At a minimum, the department shall, through a method independent of
any agency of the mental health plan contractor, monitor the level
and quality of services provided, expenditures pursuant to the
contract, and conformity with federal and state law.
   (2) (A) Commencing July 1, 2008, county mental health plans, in
collaboration with the department, the federally required external
review organization, providers, and other stakeholders, shall
establish an advisory statewide performance improvement project (PIP)
to increase the coordination, quality, effectiveness, and efficiency
of service delivery to children who are either receiving at least
three thousand dollars ($3,000) per month in the Early and Periodic
Screening, Diagnosis, and Treatment (EPSDT) Program services or
children identified in the top 5 percent of the county EPSDT cost,
whichever is lowest. The statewide PIP shall replace one of the two
required PIPs that mental health plans must perform under federal
regulations outlined in the mental health plan contract.
   (B) The federally required external quality review organization
shall provide independent oversight and reviews with recommendations
and findings or summaries of findings, as appropriate, from a
statewide perspective. This information shall be accessible to county
mental health plans, the department, county welfare directors,
providers, and other interested stakeholders in a manner that both
facilitates, and allows for, a comprehensive quality improvement
process for the EPSDT Program.
   (C) Each July, the department, in consultation with the federally
required external quality review organization and the county mental
health plans, shall determine the average monthly cost threshold for
counties to use to identify children to be reviewed who are currently
receiving EPSDT services. The department shall consult with
representatives of county mental health directors, county welfare
directors, providers, and the federally required external quality
review organization in setting the annual average monthly cost
threshold and in implementing the statewide PIP. The department shall
provide an annual update to the Legislature on the results of this
statewide PIP by October 1 of each year for the prior fiscal year.

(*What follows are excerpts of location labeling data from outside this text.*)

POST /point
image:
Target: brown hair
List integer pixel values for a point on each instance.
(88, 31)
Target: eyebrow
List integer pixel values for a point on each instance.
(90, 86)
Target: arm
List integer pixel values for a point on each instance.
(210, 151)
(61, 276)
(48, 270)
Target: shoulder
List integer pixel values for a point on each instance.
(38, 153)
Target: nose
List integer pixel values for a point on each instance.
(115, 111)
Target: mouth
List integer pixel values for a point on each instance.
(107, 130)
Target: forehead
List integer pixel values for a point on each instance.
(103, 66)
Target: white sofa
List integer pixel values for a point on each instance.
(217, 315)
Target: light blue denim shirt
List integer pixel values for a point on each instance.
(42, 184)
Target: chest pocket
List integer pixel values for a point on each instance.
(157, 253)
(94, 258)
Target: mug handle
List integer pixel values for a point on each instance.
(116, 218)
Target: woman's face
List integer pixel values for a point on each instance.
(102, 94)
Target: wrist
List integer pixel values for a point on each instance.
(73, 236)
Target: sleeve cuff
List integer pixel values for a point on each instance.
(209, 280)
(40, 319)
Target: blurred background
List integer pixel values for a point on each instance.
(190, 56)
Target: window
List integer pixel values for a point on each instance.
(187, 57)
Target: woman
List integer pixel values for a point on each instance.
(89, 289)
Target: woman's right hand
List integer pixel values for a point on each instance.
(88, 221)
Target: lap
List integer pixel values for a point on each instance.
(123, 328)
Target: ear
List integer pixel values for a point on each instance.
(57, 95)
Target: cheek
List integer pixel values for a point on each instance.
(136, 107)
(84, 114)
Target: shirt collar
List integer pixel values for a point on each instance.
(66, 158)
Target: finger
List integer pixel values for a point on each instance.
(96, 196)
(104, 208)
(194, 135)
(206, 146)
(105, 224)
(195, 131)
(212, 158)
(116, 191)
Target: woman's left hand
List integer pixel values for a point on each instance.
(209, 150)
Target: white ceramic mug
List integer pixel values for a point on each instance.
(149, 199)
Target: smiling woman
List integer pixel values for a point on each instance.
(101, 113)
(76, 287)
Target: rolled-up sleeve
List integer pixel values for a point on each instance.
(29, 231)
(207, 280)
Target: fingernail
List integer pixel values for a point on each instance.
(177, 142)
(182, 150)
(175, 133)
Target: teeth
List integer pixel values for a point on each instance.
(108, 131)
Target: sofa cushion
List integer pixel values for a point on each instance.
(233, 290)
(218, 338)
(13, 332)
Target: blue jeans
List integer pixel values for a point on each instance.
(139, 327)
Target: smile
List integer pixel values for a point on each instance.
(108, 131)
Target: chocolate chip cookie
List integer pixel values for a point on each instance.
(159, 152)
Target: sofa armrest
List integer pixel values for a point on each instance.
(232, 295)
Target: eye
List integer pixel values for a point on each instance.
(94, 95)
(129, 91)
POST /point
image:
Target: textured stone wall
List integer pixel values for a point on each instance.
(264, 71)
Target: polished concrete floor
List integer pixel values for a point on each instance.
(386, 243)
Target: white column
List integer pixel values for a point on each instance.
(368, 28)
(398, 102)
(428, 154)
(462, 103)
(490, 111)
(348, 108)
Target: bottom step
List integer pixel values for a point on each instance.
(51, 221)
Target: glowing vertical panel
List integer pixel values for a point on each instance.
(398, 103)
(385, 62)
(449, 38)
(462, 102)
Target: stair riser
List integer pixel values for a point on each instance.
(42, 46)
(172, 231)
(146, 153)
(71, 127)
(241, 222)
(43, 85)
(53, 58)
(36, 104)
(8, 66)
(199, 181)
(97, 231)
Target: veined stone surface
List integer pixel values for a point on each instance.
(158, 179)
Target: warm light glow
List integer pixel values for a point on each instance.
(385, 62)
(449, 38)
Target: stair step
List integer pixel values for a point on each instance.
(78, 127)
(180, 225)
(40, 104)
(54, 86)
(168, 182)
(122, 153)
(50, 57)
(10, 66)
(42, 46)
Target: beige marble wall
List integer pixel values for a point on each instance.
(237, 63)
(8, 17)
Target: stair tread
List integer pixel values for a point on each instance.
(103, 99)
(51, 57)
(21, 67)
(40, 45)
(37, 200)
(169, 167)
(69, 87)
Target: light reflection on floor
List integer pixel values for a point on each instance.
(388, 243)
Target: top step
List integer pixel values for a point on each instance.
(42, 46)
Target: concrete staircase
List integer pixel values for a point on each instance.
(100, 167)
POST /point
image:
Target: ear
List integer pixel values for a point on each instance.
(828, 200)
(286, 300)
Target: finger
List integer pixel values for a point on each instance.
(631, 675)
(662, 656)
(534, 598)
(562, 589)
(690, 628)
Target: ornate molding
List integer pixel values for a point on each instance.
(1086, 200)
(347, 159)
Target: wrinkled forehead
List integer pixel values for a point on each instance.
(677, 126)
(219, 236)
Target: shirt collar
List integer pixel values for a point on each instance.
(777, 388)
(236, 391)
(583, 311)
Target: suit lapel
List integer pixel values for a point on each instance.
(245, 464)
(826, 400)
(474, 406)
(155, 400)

   (D) It is the intent of the Legislature for the EPSDT PIP to
increase the coordination, quality, effectiveness, and efficiency of
service delivery to children receiving EPSDT services and to
facilitate evidence-based practices within the program, and other
high-quality practices consistent with the values of the public
mental health system within the program to ensure that children are
receiving appropriate mental health services for their mental health
wellness.
   (E) This paragraph shall become inoperative on September 1, 2011.
   (h) County employees implementing or administering a mental health
plan act in a discretionary capacity when they determine whether or
not to admit a person for care or to provide any level of care
pursuant to this part.
   (i) If a county chooses to discontinue operations as the local
mental health plan, the new plan shall give reasonable consideration
to affiliation with nonprofit community mental health agencies that
were under contract with the county and that meet the mental health
plan's quality and cost efficiency standards.
   (j) Nothing in this part shall be construed to modify, alter, or
increase the obligations of counties as otherwise limited and defined
in Chapter 3 (commencing with Section 5700) of Part 2. The county's
maximum obligation for services to persons not eligible for Medi-Cal
shall be no more than the amount of funds remaining in the mental
health subaccount pursuant to Sections 17600, 17601, 17604, 17605,
17606, and 17609 after fulfilling the Medi-Cal contract obligations.